Because of concerns about further soft tissue effects, in July 2019, I decided on a course of senolytics (dasatinib 400mg and quercetin 4g per day for 5 days) repeated 2 months later. Since then, there have been no new events. A cycling crash (over 20MPH) shortly after the second course of senolytics resulted in a mild concussion, and no other injuries, despite hitting so hard, that immediately afterward I was sure I had multiple broken bones. I have had cycling accidents in the past, breaking both wrists, a collarbone, etc. This crash was like having an accident in my 20s. As I sprinted to avoid a speeding car, I put too much focus on the car that stopped half-way across the intersection with squealing tires, and caught a pedal on the pillar in the middle of the bike path entrance.

The mental effects were pleasant after the first inoculation and largely so after the second. However, the second inoculation also included disturbing effects. My physiological responses to the world around me changed completely. This isn’t a mental thing, it’s in the body, what the Japanese call the hara. It became apparent that my identity foundation is integral with this. I talked with a psychiatrist, and did meditative exercises intentionally embracing and accepting who I was now. This was difficult, including what most would call nightmares. My unconscious operated like a child’s, piecing metaphors together to understand what I had done. I didn’t feel afraid, I felt unmoored, wondering why I felt no fear. This was probably a dose effect.

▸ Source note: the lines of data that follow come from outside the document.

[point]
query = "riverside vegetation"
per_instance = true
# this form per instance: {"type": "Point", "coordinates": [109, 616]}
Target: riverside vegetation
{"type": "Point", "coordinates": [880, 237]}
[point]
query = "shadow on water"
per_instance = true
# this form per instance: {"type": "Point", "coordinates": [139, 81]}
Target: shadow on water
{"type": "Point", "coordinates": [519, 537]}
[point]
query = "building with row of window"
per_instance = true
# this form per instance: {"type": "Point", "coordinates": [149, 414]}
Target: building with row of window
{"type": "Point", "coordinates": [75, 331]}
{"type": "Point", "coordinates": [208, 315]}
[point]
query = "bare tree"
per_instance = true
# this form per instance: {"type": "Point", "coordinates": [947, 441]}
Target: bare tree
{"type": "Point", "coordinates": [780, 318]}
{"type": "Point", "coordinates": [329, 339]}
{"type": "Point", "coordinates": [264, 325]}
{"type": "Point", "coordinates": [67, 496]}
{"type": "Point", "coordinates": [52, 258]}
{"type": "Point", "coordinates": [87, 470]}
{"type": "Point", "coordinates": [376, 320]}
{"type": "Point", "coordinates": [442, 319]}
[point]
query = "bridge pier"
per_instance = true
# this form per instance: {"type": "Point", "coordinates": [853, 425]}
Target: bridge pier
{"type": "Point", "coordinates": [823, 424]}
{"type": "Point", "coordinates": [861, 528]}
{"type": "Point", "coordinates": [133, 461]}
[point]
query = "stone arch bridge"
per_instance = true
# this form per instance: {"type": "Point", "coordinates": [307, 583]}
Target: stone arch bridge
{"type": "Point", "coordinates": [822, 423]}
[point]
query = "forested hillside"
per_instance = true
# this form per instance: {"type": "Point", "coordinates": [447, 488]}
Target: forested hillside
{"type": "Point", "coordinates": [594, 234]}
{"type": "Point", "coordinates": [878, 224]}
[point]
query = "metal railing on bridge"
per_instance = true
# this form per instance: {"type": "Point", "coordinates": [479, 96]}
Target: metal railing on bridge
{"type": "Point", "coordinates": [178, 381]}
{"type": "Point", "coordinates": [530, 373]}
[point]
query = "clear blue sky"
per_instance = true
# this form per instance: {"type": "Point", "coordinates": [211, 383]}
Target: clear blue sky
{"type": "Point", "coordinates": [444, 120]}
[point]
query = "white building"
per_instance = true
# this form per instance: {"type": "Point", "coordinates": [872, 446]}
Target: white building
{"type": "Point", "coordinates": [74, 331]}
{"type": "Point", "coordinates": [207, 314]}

An effect I didn’t expect and still remains is that I feel I felt rejuvenated after doing leg work. This isn’t a minor effect. I consistently go in tired and by the end of my workout feel like doing it again. This begins to dissipate 2–3 hours later, and I suspect it is a direct effect of GHRH production triggered by use of the affected muscles. This also signals that upregulation of the myosin gene happens within 20–30 minutes of heavy exercise stimulation.

Sleep improved dramatically, becoming like a teen’s sleep for a couple of months after first inoculation. This faded, in part, probably from stress, but overall sleep improved. Since 2 months after second inoculation I wake up so hungry I cannot sleep. Eating a sizeable (800–1,000 calories) meal before bed can sometimes get me through 6 hours. However, I should note that my normal exercise schedule is 6–7 days a week, 1–2.5 hours per weekday session and up to 5 hours on weekends.

The GHRH graph shows impressive expression for more than 5 years, the first finding of such long-term expression. After 5.5 years, this level of long-term expression does appear to be reasonably safe.